Comment 23 Pavel Raiskup 2016-03-08 08:43:20 UTC
FTR, there used to be (or still is) a glibc issue with ASRL, that is why we
use SYSMALLOC in el6 now.

Comment 24 Carlos O'Donell 2016-03-08 12:50:17 UTC
(In reply to Pavel Raiskup from comment #23)
> FTR, there used to be (or still is) a glibc issue with ASRL, that is why we
> use SYSMALLOC in el6 now.

This doesn't look like a glibc issue. It looks like a kernel VA layout issue, which none of userspace has any control over and needs to be fixed in the kernel.

Comment 25 Carlos O'Donell 2016-03-08 13:59:11 UTC
(In reply to Carlos O'Donell from comment #24)
> (In reply to Pavel Raiskup from comment #23)
> > FTR, there used to be (or still is) a glibc issue with ASRL, that is why we
> > use SYSMALLOC in el6 now.
> 
> This doesn't look like a glibc issue. It looks like a kernel VA layout
> issue, which none of userspace has any control over and needs to be fixed in
> the kernel.

If you have any problems with glibc's allocator please file a ticket and we'll be more than happy to investigate. On the glibc team, DJ Delorie has been working on a project to enhance malloc (we have a thread-local cache added now to get performance up to the levels tcmalloc and jemalloc have) and any input on requirements would really help us now.

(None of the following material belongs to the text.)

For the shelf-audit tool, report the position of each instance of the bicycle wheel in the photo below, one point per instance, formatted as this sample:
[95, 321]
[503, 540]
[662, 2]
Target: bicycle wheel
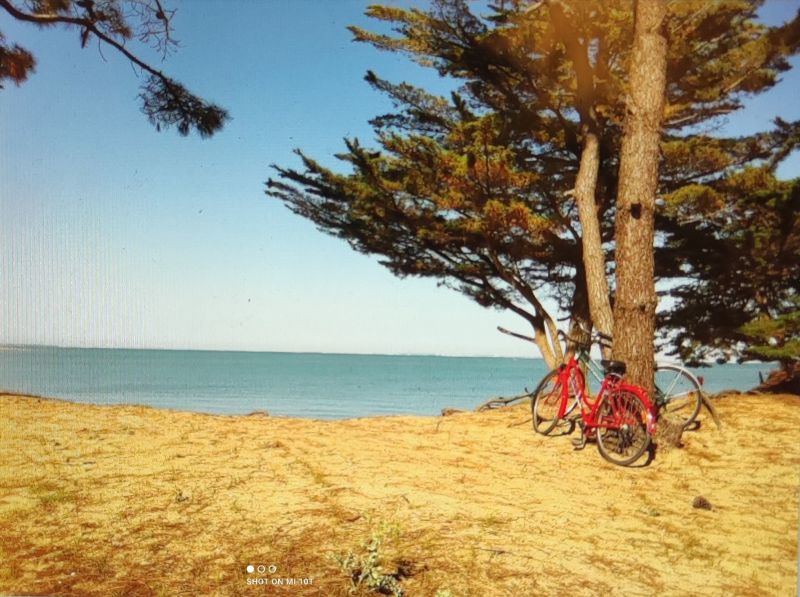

Comment 26 Yaakov Selkowitz 2016-03-08 19:05:32 UTC
The OP has reported this issue upstream (thanks!) and my patch is now upstream:

https://github.com/tcsh-org/tcsh/commit/b2c7dbcf2b32ad5ad6dec5575fb630180677555a

Comment 27 jared mauch 2016-04-05 12:56:09 UTC
*** Bug 1321141 has been marked as a duplicate of this bug. ***

Comment 28 Marc Dionne 2016-04-20 15:51:36 UTC
Any timeline for getting a fix for this pushed out?  As things stand tcsh is basically unusable as an interactive shell in fedora 24.

The commit referenced in comment 26 does fix the issue for me, as did changing ROUNDUP to 15 in the builtin allocator to force 16 byte alignment.

Comment 29 David Kaspar // Dee'Kej 2016-04-20 17:19:18 UTC
Hello,

I'm currently doing a cleanup of the 'tcsh' package for Fedora 24. Unfortunately, the new package won't be avaiable for beta in time, but I'm dedicating most of my time for it to make it in F24, with some additional important fixes.

I am sorry for the inconvenience.

Best regards,

Dee'Kej

Comment 30 Joachim Frieben 2016-04-20 17:25:12 UTC
(In reply to David Kaspar [Dee'Kej] from comment #29)
A preliminary build fixing this crasher bug would be very helpful; less important modifications can be implemented in future builds ..

Comment 31 jared mauch 2016-05-02 23:54:53 UTC
Did someone make a build yet?  Seems a simple fix, I guess I should rebuild with the patch?

Comment 32 David Kaspar // Dee'Kej 2016-05-03 15:36:52 UTC
Here's the build for rawhide:
http://koji.fedoraproject.org/koji/taskinfo?taskID=13904702

I will get it into F24 today.

Comment 33 Fedora Update System 2016-05-03 16:34:37 UTC
tcsh-6.19.00-7.fc24 has been submitted as an update to Fedora 24. https://bodhi.fedoraproject.org/updates/FEDORA-2016-2417b6677a

Comment 34 Fedora Update System 2016-05-04 14:29:30 UTC
tcsh-6.19.00-7.fc24 has been pushed to the Fedora 24 testing repository. If problems still persist, please make note of it in this bug report.
See https://fedoraproject.org/wiki/QA:Updates_Testing for
instructions on how to install test updates.
You can provide feedback for this update here: https://bodhi.fedoraproject.org/updates/FEDORA-2016-2417b6677a

Comment 35 Fedora Update System 2016-05-12 01:31:07 UTC
tcsh-6.19.00-7.fc24 has been pushed to the Fedora 24 stable repository. If problems still persist, please make note of it in this bug report.